The continuing dispute over the future of the vacant former Visteon site at Finaghy took another dramatic turn yesterday when the housing association behind a large new development on the land was ordered to redraw its plans.

The Planning Service says Fold Housing has not made sufficient provision for commercial and business space in the blueprint for its new development of 244 social homes at the sprawling site, which lies in a prominent position just off the M1 between the Blacks Road and Kennedy Way sliproads.

The Planning Service ruling is a significant victory for a campaign group consisting of residents living near the Visteon site. The Campaign for Economic Regeneration of the Visteon Site (CERFVS) argues that the land is of such strategic economic importance that it should be zoned for industrial developments alone.

Fold Housing, meanwhile, has made a huge financial commitment in acquiring the site and the order for them to draw up a new plan is the latest setback in what has been a project fraught with difficulty for the housing body. They successfully opposed a recent attempt by the residents’ group to scupper new housing on the site by claiming that the land had been made dangerously toxic by over four decades of smelting at the car parts plant, first operated by Ford, then Autolite and latterly Visteon. Fold won that legal battle but the gathering legal bills allied to the substantial costs of the site sitting empty are hitting the association hard.
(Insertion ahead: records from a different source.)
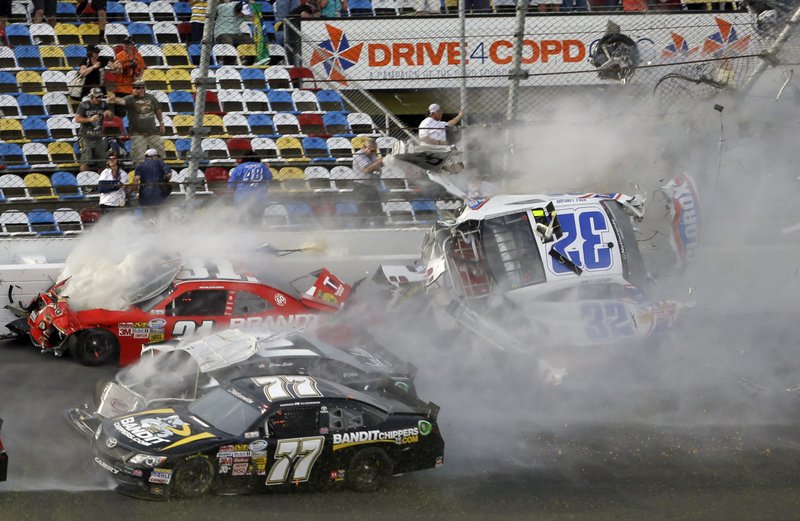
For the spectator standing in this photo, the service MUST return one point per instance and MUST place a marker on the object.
(93, 70)
(112, 185)
(99, 7)
(44, 9)
(423, 7)
(249, 181)
(198, 19)
(228, 28)
(145, 121)
(152, 176)
(433, 130)
(367, 170)
(332, 8)
(128, 66)
(90, 115)
(5, 14)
“From a West Belfast point of view there are 28 other sites which have been identified for social housing,” said CERFVS spokesman Patrick Crossan. “Why don’t we use up those first before hitting those that could be used for economic regeneration?”

The Visteon plant closed in acrimonious circumstances in 2009 with the loss of some 200 jobs. A long and angry battle over pension entitlements followed with a deal only being arrived at in April 2014.

Fold said this morning that the number of houses it intends to build on the site remains unchanged and that it is looking at a number of options that would comply with the Planning Service’s demand for a revised commercial offering.

West Belfast MP Paul Maskey said: “The Planning Service direction to Fold Housing has to be taken on board and the site developed as soon as possible. Prior to this decision I had already arranged to meet with some of the residents and that meeting will now focus on the planners’ direction.”